Por Lincoln Penna –
Em 2016 lancei o livro República e Insurgências, pela editora Autografia. Ele contém um conjunto de episódios dos mais significativos da história contemporânea brasileira, a começar com a Proclamação do regime republicano. Este livro foi escrito a partir dos eventos de junho de 2013, que sacudiram as principais cidades do país. Manifestações difusas do ponto de vista das pautas, cada qual mais díspares a representar uma verdadeira catarse coletiva, levou-me a reforçar a denominação que emprestei ao título, uma vez que todos os fatos registrados apresentavam um dado comum, pois eram todos contra a ordem.
E mesmo difusa e bem diversificadas, aquelas manifestações que encheram as grandes avenidas e praças das metrópoles brasileiras tinham em comum esse traço, ou seja, eram contra e a favor de pleitos que punham em cheque as autoridades públicas, mesmo as que se rebelavam contra a própria democracia. Assim, insurgentes sãos todos que se opõem à situação vigente e aos governantes em função.
Naqueles momentos não poderia imaginar que cinco anos depois, o eleitor brasileiro instado pela insatisfação por diversas razões fosse escolher como seu presidente um capitão, posto na reserva em razão de uma punição abrandada que resultaria em sua ida para o legislativo, inicialmente eleito vereador e depois deputado federal. E eleito para coibir e punir corruptos e corruptores e com isso restaurar a credibilidade na política, quando na condição de representante do povo sua prática fora inócua e marcada por um profundo desprezo pela democracia.
Mas, ainda assim, o capitão da reserva Bolsonaro foi e é um insurgente. Do mal, por certo, uma vez que despreza a ordem democrática da qual tem se beneficiado eleitoralmente e achincalha os demais poderes e as entidades e instituições representativas do povo e da República. Todos os seus gestos têm sido abonados pelos militares, numa conivência que macula a tradição das Forças Armadas permanentemente sujeitas aos destemperos de um ex-oficial subalterno que saiu pela porta dos fundos da corporação, julgado que foi pelas instâncias superiores.
Não poderia imaginar que a subversão da ordem democrática republicana chegasse ao nível de ter como principal agente o próprio presidente da República, comandante em chefe das FFAA, cujos componentes a ele devem acatamento até certos limites, porque ordens e atitudes contrárias aos interesses do país não devem ser cumpridas, assim reza a tradição corporativa militar. Afinal, por razões de suspeições somadas a interesses estratégicos norte-americanos, o presidente João Goulart foi derrubado. E em 2016, a presidente Dilma Rousseff sofreu um impeachment tão rigoroso a ponto de ser qualificado por muitos, e com razão, como um golpe parlamentar com respaldo jurídico, mas de qualquer forma de natureza política e de cunho claramente ideológico, sem que se entre nos problemas reais de sua gestão presidencial.

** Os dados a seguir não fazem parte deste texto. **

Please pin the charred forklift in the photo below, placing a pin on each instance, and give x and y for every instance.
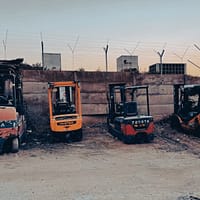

Ainda bem que a Constituição de 1988 oferece uma excelente alternativa para que o poder seja realmente do povo, ao sentenciar nos seus Princípios Fundamentais, que: “Todo o poder emana do povo, que o exerce por meio de representantes eleitos ou diretamente, nos termos desta Constituição”. Logo, os legisladores constituintes abriram a possibilidade de o povo tomar para si a iniciativa de se fazer diretamente representado, e através de sua capacidade organizativa influir decididamente nos rumos que venham atender às suas expectativas. A força do poder popular é capaz de substituir a inércia dos poderes institucionais e, sobretudo, as práticas das velhas conciliações que emperravam as medidas necessárias para a sua real emancipação.
A insurgência que precisa ser assumida diante desse panorama nacional, que sob certa forma independe do que venha a acontecer no resto do mundo e em particular nos resultados das eleições norte-americanas, é a insurgência da rejeição ao retrocesso. Nenhum recuo no que diz respeito às conquistas que incompletas ou não os atuais representantes do governo atual queiram retirar do povo brasileiro. Não há modernidade que justifique perdas conquistadas com o esforço de muitas gerações.
E enquanto não alcançarmos uma correlação de forças que resulte na derrota desse desgoverno, unamo-nos de mãos dadas para resistir às imposições contrárias aos interessas nacionais e populares, nem que tenhamos mais à frente que adotar a desobediência civil, uma vez organizados, unidos, e empenhados na derrocada definitiva do espólio deixado pela ditadura militar e empresarial.
LINCOLN DE ABREU PENNA – Doutor em História Social pela Universidade de São Paulo (USP); Conferencista Honorário do Real Gabinete Português de Leitura; Professor Aposentado da Universidade Federal do Rio de Janeiro (UFRJ) e professor da Universo.